I have never used Nuke before; this was my first look at it. I have quite a bit of experience learning complicated software, so it wasn't too difficult for me to keep up in the compositing sections. However, the tutorial does assume some knowledge of Nuke (and Maya), so I would not recommend this for beginners in either program. Linking the separate passes in Nuke to rebuild the rendered image shows how you can gain control over your render in post, especially with higher bit files. This is the main focus of the Nuke sections of the tutorial, i.e. linking nodes together to recompose your rendered image while gaining more and more granular control over each aspect of the image. The instructor doesn't go into depth on what attributes you can or should tweak in terms of color correction etc., but this isn't the aim of the tutorial, for better or worse.

In the same vein, creating separate render layers for each light (with associated passes) really gets to the heart of controlling your output. The Nuke setup gets more involved, but it is obviously worth the effort when you see the control you have. It doesn't stop here, as contribution maps can be built to break down the scene in terms of geometry and materials. More controlis the theme becoming clear? As contribution maps and light layers are dealt with separately, I admit I am a bit unclear on how they can be used in conjunction, for the simple reason that different types of merge nodes would have to be used in a specific order in certain groupings. Just a quick look at a network with both light layers and contribution maps would clarify this for me.

Requirements for even more granular control allow us to see how to output to custom render passes, a very helpful technique. Learning how to properly add ambient occlusion passes was another eye-opener. This is all about using mental ray the right way and to maximum effect. Finally we get to see how to create material id passes; I'm not sure how the method described compares to another method I've used with surface shaders as material overridesperhaps just passes vs. layers?
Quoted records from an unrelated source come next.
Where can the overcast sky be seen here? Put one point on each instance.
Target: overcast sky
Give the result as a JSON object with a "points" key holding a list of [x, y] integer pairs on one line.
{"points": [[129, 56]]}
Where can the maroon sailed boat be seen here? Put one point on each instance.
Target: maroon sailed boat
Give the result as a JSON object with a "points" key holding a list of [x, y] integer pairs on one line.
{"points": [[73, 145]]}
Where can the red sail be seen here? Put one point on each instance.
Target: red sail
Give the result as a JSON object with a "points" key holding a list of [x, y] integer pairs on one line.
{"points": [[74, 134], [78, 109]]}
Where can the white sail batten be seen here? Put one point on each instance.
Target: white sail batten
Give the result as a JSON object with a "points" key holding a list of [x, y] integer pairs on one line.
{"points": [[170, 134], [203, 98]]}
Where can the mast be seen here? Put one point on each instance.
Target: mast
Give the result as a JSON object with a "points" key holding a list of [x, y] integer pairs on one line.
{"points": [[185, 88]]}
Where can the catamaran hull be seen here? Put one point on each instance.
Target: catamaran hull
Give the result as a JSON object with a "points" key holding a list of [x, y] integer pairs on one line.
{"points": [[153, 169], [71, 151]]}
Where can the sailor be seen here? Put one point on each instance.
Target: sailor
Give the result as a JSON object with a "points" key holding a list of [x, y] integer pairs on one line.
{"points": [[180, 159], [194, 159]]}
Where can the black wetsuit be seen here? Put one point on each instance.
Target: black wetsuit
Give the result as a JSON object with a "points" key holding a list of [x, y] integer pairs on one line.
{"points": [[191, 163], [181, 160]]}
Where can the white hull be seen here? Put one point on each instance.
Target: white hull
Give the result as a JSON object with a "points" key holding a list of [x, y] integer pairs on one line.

This tutorial is all about workflows for getting more out of your renders without endless re-rendering. It is abundantly clear that hitting batch render does not need to be the final step before delivery. Granular control without additional render time is a wonderful thing. But what is the cost? The instructor did not mention it, but I suspect it is disk space. Adding dozens and dozens of passes and layers adds up to eyebrow-raising file sizes. Each frame can quickly become very hefty, and even a short animation will be massive. But space is cheap and time is expensive; you can do the math.

One final thought: I am fairly confident all of the techniques shown in Nuke could be applied to After Effects, though it may be less elegant or quick to do. As I suspect more people are familiar with After Effects, I would be interested to see an addendum or short tutorial on connecting up a couple of light layers each with the required render passes. Plus ambient occlusion with the proper math. Regardless, this is an excellent tutorial that will make you think about rendering differently. I know I will be adopting many of these workflows in my current project, now that I've bought a couple more hard drives.